Foi também a partir do ativismo negro que um projeto começou com o propósito de unir forças e discutir, entre outros temas, questões relacionadas à mulher negra. A iniciativa pulou rapidamente do campo das ideias para o de realizações para virar uma potência com foco em estimular a educação no campo da justiça. Assim começou a história do grupo Abayomi Juristas Negras, de Pernambuco, há exatamente um ano.

“Inicialmente, nos conhecemos em um evento na OAB Pernambuco no dia da mulher negra em julho de 2019. A professora universitária e procuradora federal Chiara Ramos expôs a vontade de ter amigas negras, pois sempre foi a única nos espaços em que circulava”, relembra Patrícia Oliveira, uma das oito integrantes e diretora. No coletivo, cada uma delas tem uma função específica, como captação de recursos, administração etc.

Chiara montou um grupo em uma rede social e propôs uma reunião em sua casa. Na época, explicou a vontade de criar um quilombo para unir potencialidades. “Ela também falou da dificuldade de ver mulheres negras em espaços na justiça”, relembra Patrícia. Ainda durante a reunião viram como seria importante dar nome e forma ao grupo para debater racismo e outras questões essenciais. O nome Abayomi, o mesmo da boneca, foi sugerido pela também advogada Lígia Verner. À medida que falavam sobre a iniciativa de Chiara Ramos, despertaram o interesse de outras mulheres. “Muitas se identificaram com as pautas discutidas e o grupo cresceu.

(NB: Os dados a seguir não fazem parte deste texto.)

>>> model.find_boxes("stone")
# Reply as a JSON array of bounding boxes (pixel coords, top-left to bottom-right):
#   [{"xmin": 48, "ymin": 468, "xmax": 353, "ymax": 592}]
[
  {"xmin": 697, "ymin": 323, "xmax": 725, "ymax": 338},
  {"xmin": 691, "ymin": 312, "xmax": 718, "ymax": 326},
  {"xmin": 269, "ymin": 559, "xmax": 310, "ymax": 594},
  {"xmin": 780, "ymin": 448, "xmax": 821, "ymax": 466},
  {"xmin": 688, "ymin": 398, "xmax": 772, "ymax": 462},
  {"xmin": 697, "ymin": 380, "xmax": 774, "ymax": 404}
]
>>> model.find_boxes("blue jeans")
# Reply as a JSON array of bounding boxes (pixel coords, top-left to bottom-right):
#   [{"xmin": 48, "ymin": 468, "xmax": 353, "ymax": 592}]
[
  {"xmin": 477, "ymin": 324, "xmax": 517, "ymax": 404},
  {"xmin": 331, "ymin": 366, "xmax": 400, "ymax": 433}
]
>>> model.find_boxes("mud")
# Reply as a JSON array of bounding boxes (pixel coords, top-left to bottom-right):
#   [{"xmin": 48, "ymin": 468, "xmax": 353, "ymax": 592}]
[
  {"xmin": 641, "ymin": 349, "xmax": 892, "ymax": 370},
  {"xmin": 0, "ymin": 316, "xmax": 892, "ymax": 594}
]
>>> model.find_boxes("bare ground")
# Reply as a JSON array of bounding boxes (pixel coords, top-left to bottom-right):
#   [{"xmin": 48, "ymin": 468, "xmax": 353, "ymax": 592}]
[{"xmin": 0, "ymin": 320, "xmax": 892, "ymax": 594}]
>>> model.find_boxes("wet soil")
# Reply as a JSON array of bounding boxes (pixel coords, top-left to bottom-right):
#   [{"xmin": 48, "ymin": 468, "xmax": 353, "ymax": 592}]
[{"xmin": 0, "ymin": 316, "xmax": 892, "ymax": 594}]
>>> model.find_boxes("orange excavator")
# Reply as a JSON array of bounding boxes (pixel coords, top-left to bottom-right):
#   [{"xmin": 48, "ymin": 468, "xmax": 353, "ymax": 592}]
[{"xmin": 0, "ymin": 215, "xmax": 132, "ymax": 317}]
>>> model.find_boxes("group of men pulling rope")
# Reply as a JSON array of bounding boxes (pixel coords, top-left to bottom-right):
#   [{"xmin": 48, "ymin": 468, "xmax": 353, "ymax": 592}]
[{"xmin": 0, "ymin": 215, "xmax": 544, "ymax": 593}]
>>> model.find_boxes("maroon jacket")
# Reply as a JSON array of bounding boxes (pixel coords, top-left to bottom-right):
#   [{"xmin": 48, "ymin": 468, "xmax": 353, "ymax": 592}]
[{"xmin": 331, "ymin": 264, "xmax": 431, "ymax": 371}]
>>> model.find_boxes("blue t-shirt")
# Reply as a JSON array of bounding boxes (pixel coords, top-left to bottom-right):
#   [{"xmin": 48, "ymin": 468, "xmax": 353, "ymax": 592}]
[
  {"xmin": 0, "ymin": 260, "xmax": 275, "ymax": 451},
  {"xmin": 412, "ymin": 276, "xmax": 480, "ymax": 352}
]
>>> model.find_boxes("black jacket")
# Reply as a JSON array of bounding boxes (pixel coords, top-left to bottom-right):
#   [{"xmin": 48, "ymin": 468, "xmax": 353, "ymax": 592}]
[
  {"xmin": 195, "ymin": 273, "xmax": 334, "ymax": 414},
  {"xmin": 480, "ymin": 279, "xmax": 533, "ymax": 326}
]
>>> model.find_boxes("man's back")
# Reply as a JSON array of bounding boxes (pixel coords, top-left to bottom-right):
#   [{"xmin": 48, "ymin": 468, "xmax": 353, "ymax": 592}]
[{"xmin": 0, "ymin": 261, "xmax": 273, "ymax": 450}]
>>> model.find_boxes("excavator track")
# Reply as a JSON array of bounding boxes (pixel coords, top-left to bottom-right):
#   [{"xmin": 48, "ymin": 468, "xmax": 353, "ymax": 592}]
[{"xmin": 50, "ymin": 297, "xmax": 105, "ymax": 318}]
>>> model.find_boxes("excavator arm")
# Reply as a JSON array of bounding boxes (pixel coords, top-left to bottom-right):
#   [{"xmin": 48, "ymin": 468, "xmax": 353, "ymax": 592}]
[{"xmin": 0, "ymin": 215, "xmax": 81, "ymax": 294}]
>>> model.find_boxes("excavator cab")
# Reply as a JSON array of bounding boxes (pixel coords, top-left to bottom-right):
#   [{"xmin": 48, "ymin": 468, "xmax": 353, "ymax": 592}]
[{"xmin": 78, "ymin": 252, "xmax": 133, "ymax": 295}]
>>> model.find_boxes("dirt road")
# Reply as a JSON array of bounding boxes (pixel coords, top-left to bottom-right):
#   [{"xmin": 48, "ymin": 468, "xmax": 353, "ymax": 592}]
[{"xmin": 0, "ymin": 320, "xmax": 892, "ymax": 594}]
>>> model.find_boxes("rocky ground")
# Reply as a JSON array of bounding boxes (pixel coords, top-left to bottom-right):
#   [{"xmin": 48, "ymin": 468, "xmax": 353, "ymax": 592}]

Em pouco tempo, éramos mais de 30 abayomis”, relembra Débora Gonçalves.

Abayomi Juristas Negras – Pernambuco

Poucos dias depois da criação do coletivo – que tem como propósito o afroempreendedorismo social para combater o racismo estrutural por meio da capacitação e inclusão da população negra em espaços de poder e saber, com foco na ocupação de cargos nos órgãos que compõem o Sistema de Justiça Brasileiro –, surgiu a chance de participar do edital do Programa de Aceleração do Desenvolvimento de Lideranças Femininas Negras: Marielle Franco, iniciativa do Fundo Baobá em parceria com Instituto Ibirapitanga, Fundação Ford, Open Society Foundations e Fundação Kellogg.

Hoje, elas fazem questão de afirmar que o foco do grupo não é apenas a educação e a tarefa de preparar as mulheres para disputar e conquistar espaços no campo da Justiça, mas cuidar também dos aspectos físicos, emocionais, espirituais e psicológicos de cada uma durante esse percurso. “Nós as ajudamos a entender os desafios que vão enfrentar no campo da Justiça, por exemplo, pois ainda é um espaço muito embranquecido, falamos de feminismo negro e as ajudamos a entender que o nosso lugar, como mulheres negras, é onde quisermos estar”, afirma Sabrina Santos.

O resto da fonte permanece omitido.